Here is the limiting factor. The fact is that I do teach books. I happen to like books, and I want my students to like them, too. But I can only teach books I have. Sometimes I find a perfect text, but there are only four copies and I need eight. Sometimes I find a complete set of something that is painfully boring, or should be in the high school. Usually I try to find a set around a social studies or science theme so I can make up for the all the time I don't spend teaching either of those subjects. I hit jackpot when there is a thick stack of a book I have read and enjoyed and have the notes for. Usually, I have ten minutes to pick a book before running off to copyplanmeetprep.
Right now I am teaching Roll of Thunder Hear My Cry. Jackpot. It's a challenge for my top readers, but oh the joy of hunkering down to a twenty minute conversation about Reconstruction and the cotton gin and symbolism with kids who seem to get anything you throw at them. I luxuriate in these sessions, while I watch David wander around the room and avoid reading, while I ignore him, knowing that I should be spending time with him working on diphthongs instead. But it is simply too much fun talking with my motivated readers. For a minute.
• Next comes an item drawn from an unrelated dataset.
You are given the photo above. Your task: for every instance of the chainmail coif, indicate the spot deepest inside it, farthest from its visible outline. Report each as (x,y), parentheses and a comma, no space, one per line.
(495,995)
Then I send them off with focus questions and chapter assignments and extension projects for another two days, so I can wrangle the rest of my class up to grade level. I enjoy my time with the other kids, too. Trying to light the spark of reading and hope a fire catches before middle school. I even find satisfaction in hearing my most reticent readers begin to recognize written words as their own, internalize patterns and make connections. But it's those twenty minutes twice a week that is my dessert. My just desert.
In chapter 2 of Roll of Thunder, the Logan kids become irate when they realize that their text books are cast-offs from the white school, ten years old and tattered. That afternoon, after discussing the chapter, I pulled out the only science textbook I have available so we could read about the moon and its phases. One of my students immediately turned to the front of the book, where the generations of previous students' names were listed. The first date was... 1990. Twenty years. Twice as old, and just as tattered, as the books in Cassie's 1930's Mississippi. I apologized and offered that perhaps not much has changed about the moon in that time.
This afternoon I received a set of $1,000 "clickers" to go with my Smartboard, so my students may respond anonymously to quizzes. A great assessment tool, I am sure. But I would love to have some science and social studies text books. I'm just that old fashioned.